Q: I have an LG all-in-one washer/dryer. It isn't vented, so the drying cycle is endless and inefficient. Do you have any tips for improving performance? Or is this the price I have to pay to never have to hoard quarters and schlep dirty clothes to the basement laundry room?
A: It would be faster and more efficient if it was vented, but that doesn't mean you have to resort to quarters. Try smaller loads and consider air drying things that take a long time, like jeans and towels.
Q: There are many "recipes" for making your own detergents on Pinterest and blogs. Do you have any suggestions on the best homemade detergents? Do liquid or powders work better?
A: We always urge caution if you consider taking the 'make your own' detergent recipe angle because, well, you're on your own. With formulated products, you get specific product safety and usage information on the label and from the brand website.
Q: We have a front-loading HE washer and use a couple kinds of detergent. Using an appropriate measure of powdered Tide (marked "HE" on the front) leads to a ton of bubbles. What's the deal?
A: This goes to the theme of this chat: changes in laundry routines. Use the product and product form that works best for you.
If you are having issues with a brand that you've used for a while, don't hesitate to call the company's toll-free line usually listed on the product label. They have folks available to answer all kinds of questions about their products.
Q: I moved to the UK where tumble dryers are rare and the climate is rainy. Do you have any tips on how to make air drying more efficient?

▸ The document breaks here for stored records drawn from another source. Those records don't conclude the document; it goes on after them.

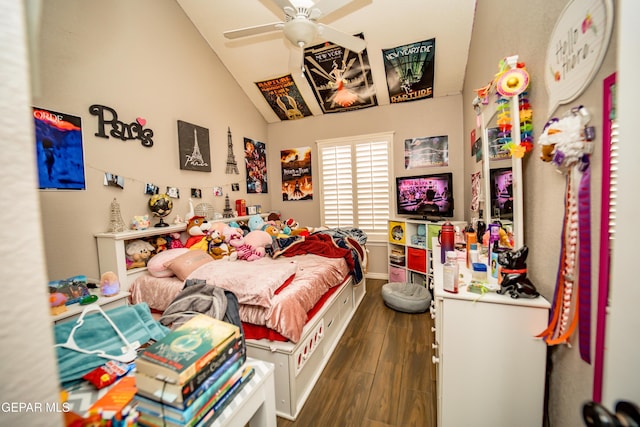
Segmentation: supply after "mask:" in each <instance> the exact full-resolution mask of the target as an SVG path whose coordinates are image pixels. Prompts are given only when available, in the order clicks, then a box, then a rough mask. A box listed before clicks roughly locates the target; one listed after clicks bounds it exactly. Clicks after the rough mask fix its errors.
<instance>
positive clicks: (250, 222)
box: [248, 215, 264, 231]
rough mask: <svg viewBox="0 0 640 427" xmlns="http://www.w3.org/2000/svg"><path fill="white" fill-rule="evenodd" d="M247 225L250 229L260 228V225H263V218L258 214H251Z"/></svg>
mask: <svg viewBox="0 0 640 427" xmlns="http://www.w3.org/2000/svg"><path fill="white" fill-rule="evenodd" d="M248 225H249V230H250V231H254V230H261V229H262V226H264V218H262V217H261V216H260V215H251V217H250V218H249V223H248Z"/></svg>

A: I suggest you use a scented laundry detergent with an oxy boost and/or a liquid fabric softener mixed into the formula. Oxy boost laundry products are specifically formulated for deodorizing washable fabrics, at all temperatures, and in hard or soft water. Liquid fabric softeners work without a dryer. And to perhaps help dry your clothes more quickly, think about rolling them in a towel first. Also, space them out on your clothesline for more ventilation.
Q: One of my cats enjoys soiling in inappropriate places when he is displeased with me. What is the best product for cleaning these messes: a cleaner with an enzymatic or one with "oxy" power?
A: When it comes to laundering pet stains, we recommend pre-treating or soaking in a product containing enzymes. Also laundering using sodium hypochlorite bleach, if safe for fabric, or oxygen bleach.
Q: I have one of those low-water-use HE washers. I use liquid detergent because if my loads are small I'm afraid a pod will be too much. Are the pods ok for HE washers?
A: Liquid laundry packets are designed to work in a variety of washing machines, including HE. Remember the number of packets used will depend upon the size of the load and the level of soil that is being removed. Be sure to read and follow the HE detergent product label and the manufacturer's appliance guide to maximize your washer's efficiency.